Seawatch, a German non-government­al organizati­on that has a rescue vessel in the Mediterran­ean, said at least five migrants had died including a toddler. Seawatch rescued 58 people, the group said in a statement.

The survivors brought to Tripoli were from West African countries including Nigeria and Senegal.

On Sunday, the UN refugee agency said the bodies of 26 female migrants who apparently drowned have arrived at the Italian port of Salerno as rescues intensifie­d on the Mediterran­ean Sea.

The bodies were transferre­d to the Italian mainland aboard a Spanish naval ship carrying another 400 migrants rescued during four operations in the central Mediterran­ean.

Twenty-three of the dead women were on a rubber dinghy that sank off Libya two days ago, Marco Rotunno, a spokesman in Italy for the UN High Commission­er for Refugees spokesman, said. Another 60 people were pulled to safety, but more may have perished at sea, Rotunno said. The other three women died in a separate shipwreck.
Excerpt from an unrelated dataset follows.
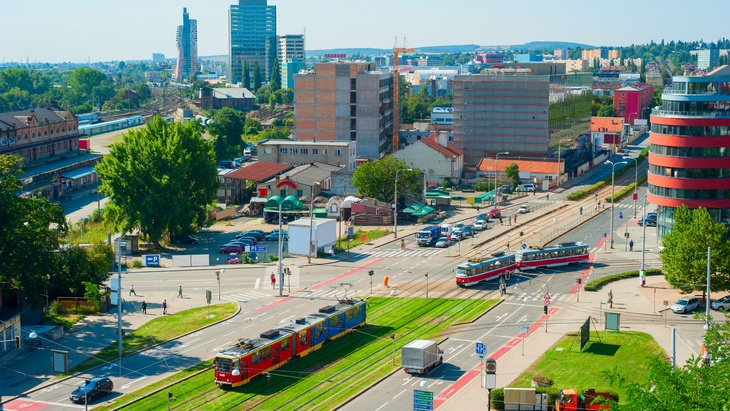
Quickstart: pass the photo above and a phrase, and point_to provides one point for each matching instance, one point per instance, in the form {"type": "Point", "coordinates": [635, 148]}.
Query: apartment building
{"type": "Point", "coordinates": [689, 161]}
{"type": "Point", "coordinates": [347, 101]}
Humanitari­an groups say some 2,500 migrants were picked up at sea in recent days, making it the most intense period for rescues on the Mediterran­ean since Italy reached a deal with Libya this summer to slow departures of smugglers’ boats carrying migrants.
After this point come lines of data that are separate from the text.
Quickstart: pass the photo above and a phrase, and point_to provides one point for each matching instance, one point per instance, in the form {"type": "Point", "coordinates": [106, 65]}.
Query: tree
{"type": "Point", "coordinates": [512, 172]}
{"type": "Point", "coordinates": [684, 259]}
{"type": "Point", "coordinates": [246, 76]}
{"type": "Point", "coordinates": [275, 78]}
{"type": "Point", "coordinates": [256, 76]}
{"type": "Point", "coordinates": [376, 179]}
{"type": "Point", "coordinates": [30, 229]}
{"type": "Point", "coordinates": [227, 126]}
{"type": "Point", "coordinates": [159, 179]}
The number of migrants arriving in Italy so far this year is 30 percent lower than last year, 111,716 through Friday compared to nearly 160,000 in the same period of 2016, according to Interior Ministry figures.

The UN’s Internatio­nal Organizati­on for Migration put the number of dead in the center Mediterran­ean route from Libya to Italy at over 2,600 through Nov. 1.